Hingerissen waren wir im Test von der Schärfe der Darstellung. Das ist jedoch kein Wunder, schließlich bietet der Touchscreen des LG GDS880 mini eine Auflösung von 854 x 480 Pixel. Das ist Spitze - auch im Vergleich zu anderen Mobiltelefonen der Oberklasse.

Bedienung: S-Class
Eine Stärke des LG GDS880 mini sind die umfangreichen Möglichkeiten, die drei Startbildschirme nach persönlichen Vorlieben zu gestalten. Dafür sorgt LGs Bedienoberfläche S-Class. Sie bietet verschiedene Widgets für Kalender, Geburtstage oder das Wetter. Apps zum Herunterladen wie für das iPhone gibt es aufgrund des proprietären Betriebssystem nicht.
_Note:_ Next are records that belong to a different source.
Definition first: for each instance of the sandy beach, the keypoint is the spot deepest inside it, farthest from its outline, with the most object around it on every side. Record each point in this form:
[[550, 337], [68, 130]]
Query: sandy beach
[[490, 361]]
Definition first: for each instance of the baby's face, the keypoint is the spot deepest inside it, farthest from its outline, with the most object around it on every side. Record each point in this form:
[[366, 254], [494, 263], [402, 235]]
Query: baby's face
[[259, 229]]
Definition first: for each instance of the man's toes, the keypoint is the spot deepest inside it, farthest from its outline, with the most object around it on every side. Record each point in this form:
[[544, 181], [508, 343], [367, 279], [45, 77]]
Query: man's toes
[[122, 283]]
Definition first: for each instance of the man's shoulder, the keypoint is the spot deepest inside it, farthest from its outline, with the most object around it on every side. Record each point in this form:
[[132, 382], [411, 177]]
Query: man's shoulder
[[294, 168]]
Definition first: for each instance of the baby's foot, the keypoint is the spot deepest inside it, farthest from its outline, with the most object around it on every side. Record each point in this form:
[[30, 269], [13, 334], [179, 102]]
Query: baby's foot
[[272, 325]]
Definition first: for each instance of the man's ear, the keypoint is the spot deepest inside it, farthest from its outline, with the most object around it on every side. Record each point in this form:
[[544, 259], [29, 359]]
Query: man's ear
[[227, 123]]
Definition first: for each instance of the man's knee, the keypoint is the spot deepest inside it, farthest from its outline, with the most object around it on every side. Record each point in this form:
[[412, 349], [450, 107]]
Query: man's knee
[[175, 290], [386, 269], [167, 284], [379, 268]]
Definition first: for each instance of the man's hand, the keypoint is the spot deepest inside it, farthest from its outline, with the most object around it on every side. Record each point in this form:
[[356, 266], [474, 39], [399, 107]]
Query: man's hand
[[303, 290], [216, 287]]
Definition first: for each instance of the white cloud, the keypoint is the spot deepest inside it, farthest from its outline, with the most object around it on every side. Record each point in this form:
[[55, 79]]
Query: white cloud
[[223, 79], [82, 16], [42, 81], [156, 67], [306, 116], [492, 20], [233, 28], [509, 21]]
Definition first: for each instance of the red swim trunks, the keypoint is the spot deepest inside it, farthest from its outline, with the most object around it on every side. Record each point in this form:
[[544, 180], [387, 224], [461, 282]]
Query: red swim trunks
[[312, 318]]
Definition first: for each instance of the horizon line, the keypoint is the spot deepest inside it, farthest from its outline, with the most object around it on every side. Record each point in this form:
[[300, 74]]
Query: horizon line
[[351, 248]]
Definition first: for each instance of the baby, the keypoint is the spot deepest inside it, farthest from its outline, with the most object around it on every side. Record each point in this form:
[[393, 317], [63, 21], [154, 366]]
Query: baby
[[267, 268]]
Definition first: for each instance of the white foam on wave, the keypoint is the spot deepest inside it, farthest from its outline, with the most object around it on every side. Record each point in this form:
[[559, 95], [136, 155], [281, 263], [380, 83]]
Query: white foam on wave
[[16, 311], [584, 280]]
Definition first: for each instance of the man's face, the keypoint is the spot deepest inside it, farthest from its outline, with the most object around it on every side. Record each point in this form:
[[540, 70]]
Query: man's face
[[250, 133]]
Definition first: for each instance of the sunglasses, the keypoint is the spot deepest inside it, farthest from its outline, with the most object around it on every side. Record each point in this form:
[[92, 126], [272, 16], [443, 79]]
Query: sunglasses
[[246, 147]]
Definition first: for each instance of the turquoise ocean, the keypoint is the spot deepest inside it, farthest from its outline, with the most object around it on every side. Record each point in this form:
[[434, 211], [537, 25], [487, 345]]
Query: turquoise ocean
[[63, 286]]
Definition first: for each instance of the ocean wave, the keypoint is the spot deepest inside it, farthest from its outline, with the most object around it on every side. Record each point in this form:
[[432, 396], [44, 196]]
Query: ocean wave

Facebook und Twitter bietet das LG GDS880 mini als Programm-Icons und als Widget an. Damit ist schneller Zugriff auf die sozialen Netzwerke garantiert. Ein Social-Network-Feed sorgt zudem für automatische Aktualisierungen der beiden Programme auf dem Start-Bildschirm. Das hat im Test gut geklappt.

Webvergnügen
Ob per WLAN oder via HSDPA - der Nutzer ist mit dem LG GDS880 mini nicht ganz so flott im Internet unterwegs wie mit einem Android-Handy oder dem iPhone. Per WLAN braucht eine Nachrichtenseite knapp 10 Sekunden, mit HSDPA zwei bis drei Mal so lang. Flash unterstützt der Browser nicht. Immerhin: Wer lieber mit dem Laptop surft, kann das LG GD880 mini via USB als Modem anschließen.

Virtuelle Tastatur
Beim Tippen auf dem Touchscreen verzweifelt man mit dem LG GDS880 mini immer mal wieder. Gibt man zum Beispiel eine Webadresse in die Browserleiste ein, muss man manchmal ganz stark drücken, bis der Buchstabe akzeptiert wird. Dann wieder reicht ein sanftes Antippen. Wer das LG GDS880 mini im Querformat hält, wird ebenfalls enttäuscht: Die einzelnen Tasten sind so winzig, dass man häufig daneben tippt, insbesondere wenn man mit zwei Daumen schreibt.